Key immunoregulatory metabolic pathways were defined based on the KEGG module definition structure using KO accession numbers, whereby genes that perform analogous reactions are separated by commas, and individual reactions are separated by spaces (Table S3). EnrichM classify was then used to compare the MAG-by-KO matrix to the pathway definitions, and a MAG-by-pathway presence/absence matrix was built whereby a pathway was present if the MAG could perform at least 80% of the reactions while missing no more than two. This allowed for the possibility of unassembled genes given the 80% quality score cutoff for “complete” MAGs.

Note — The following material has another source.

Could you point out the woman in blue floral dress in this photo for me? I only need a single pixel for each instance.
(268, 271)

Cholesterol degradation to coprostanol, associated with the ismA gene, has no KEGG representative and contains a highly conserved active site. As such, a graftM (v0.13.1) [81] package was constructed from the IsmA confirmed, probable, and negative protein sequences reported by Kenny et al. [21] using Clustal Omega (v1.2.4) [82], HMMER hmmbuild, and graftM create. GraftM graft then hmmsearched, aligned, and grafted MAG protein sequences to the IsmA tree, filtering to ≥ 30 aligned residues and 1e-5 E-value.
Statistics and Data Visualization
Metabolite Log2 Fold Change (L2FC) was calculated as log2 of the average HFD divided by the average LFD metabolite abundances. P-values were generated via 2-way ANOVA with R (v4.1.2) stats using anova. Significant (p < 0.05) metabolites with L2FC ≥ 0.5 were then plotted with ggplot2 (v3.3.6) [83] using geom_bar, coord_flip, and theme_ipsum.

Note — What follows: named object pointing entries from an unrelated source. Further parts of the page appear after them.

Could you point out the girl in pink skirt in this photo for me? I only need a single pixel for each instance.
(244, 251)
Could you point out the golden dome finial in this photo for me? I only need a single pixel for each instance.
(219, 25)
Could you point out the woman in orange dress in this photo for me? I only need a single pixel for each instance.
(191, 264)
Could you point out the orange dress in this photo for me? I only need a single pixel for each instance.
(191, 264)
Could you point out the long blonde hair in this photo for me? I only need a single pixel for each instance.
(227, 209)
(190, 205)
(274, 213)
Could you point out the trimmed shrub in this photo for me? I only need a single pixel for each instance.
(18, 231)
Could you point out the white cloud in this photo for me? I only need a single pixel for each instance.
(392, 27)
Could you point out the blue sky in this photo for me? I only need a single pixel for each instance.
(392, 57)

The 16S rRNA gene amplicon and MAG community relative abundance profiles were Hellinger-transformed, and then visualized as heatmaps in R with pheatmap (v1.0.12) [84]. Gene count and trait presence/absence profiles were also visualized with pheatmap using the row and column cluster features. MAG dendrograms were retained, while genes and traits were re-grouped by classification.
Reads distribution and alpha diversity metrics were plotted with ggplot2 using geom_bar, geom_errorbar, and theme_ipsum. Error bars represent 95% confidence intervals, calculated as the lower 2.5% probability tail t-stat (qt from stats) multiplied by the standard error (se in sciplot (v1.2-0) [85]). Post-hoc group labelling was generated by applying Tukey’s HSD adjustment with aov from stats.
Community beta diversities and functional distributions were assessed with vegan (v2.6-2) [86] using rda and cca after confirming significant group variances via PERMANOVA with adonis2 using Euclidian distances of either Hellinger transformed (MAGs and traits) or z-score standardized (genes) abundances. The primary and secondary axis site and species scores were then plotted with ggplot2 using geom_point and stat_ellipse. The Mantel test was used to determine whether two sample sets were significantly similar using mantel from vegan on the Euclidian distance matrices of each sample set, generated with vegdist. Significant indicator features were identified by fitting the normalized abundance matrices of those features to the given ordination using envfit from vegan. Z-score standardized abundances were used for indicator metabolites. The features were then added to the ordination plots with ggplot2 with geom_point.